When you celebrate the death of an enemy, why would some people use dirty words like “assassination”? A puzzled CNBC editor-at-large turned to Twitter for insight into the term’s definition – and probably regretted it.
When you deliberately kill an important figure for political reasons, it’s fair to say that you have assassinated them. But the word has this nasty aftertaste smacking of some criminality or even brainwashed youths with crooked knives.
So one John Harwood, the editor-at-large at CNBC, took to Twitter to argue that the killing of Iran’s Quds Force commander should be described in some nicer terms. And if the term is right, “did [the] US ‘assassinate’ Osama Bin Laden?” he asked.
It didn’t take long for him to get feedback, and the collective answer seemed to be a resounding “yes” to both questions.
Some commenters went further and challenged the implied equivalency between the two killings. After all, Qassem Soleimani was a high-ranking officer of a UN member country’s military, not a stateless fugitive living in obscurity.
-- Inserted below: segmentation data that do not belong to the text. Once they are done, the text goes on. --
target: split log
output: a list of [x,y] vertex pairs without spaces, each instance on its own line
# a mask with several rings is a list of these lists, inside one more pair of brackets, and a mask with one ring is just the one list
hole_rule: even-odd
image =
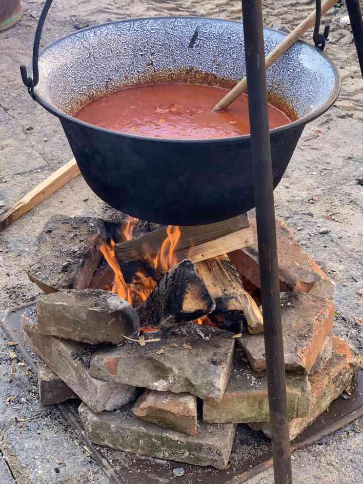
[[80,173],[77,162],[72,158],[1,214],[0,231],[78,176]]
[[[185,259],[199,262],[253,243],[246,214],[216,223],[179,228],[180,237],[174,253],[176,263]],[[141,238],[117,243],[116,257],[120,262],[131,259],[146,262],[150,258],[155,260],[167,238],[166,227],[163,227]]]
[[239,332],[245,319],[250,333],[263,331],[261,312],[226,254],[198,262],[196,270],[216,302],[216,309],[209,317],[212,321],[222,321],[225,329]]
[[198,319],[215,307],[213,299],[196,272],[195,264],[184,260],[162,278],[136,311],[141,326],[168,327]]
There was also the legal issue of authorization by the US Congress. Bin Laden’s killing was agreed to by US legislators after the 9/11 terrorist attack while Soleimani was targeted in what many have called an abuse of presidential power that may land the US in a new war.
Doubts about the strike are widespread even among the centrist part of the Democratic Party, which tacitly endorses the claim that Soleimani was a legitimate target for a targeted attack. Donald Trump himself has called Soleimani a “number one” terrorist – which sounds puzzling as the general was instrumental in the defeat of Islamic State (IS, formerly ISIS), which the US president likes taking full credit for.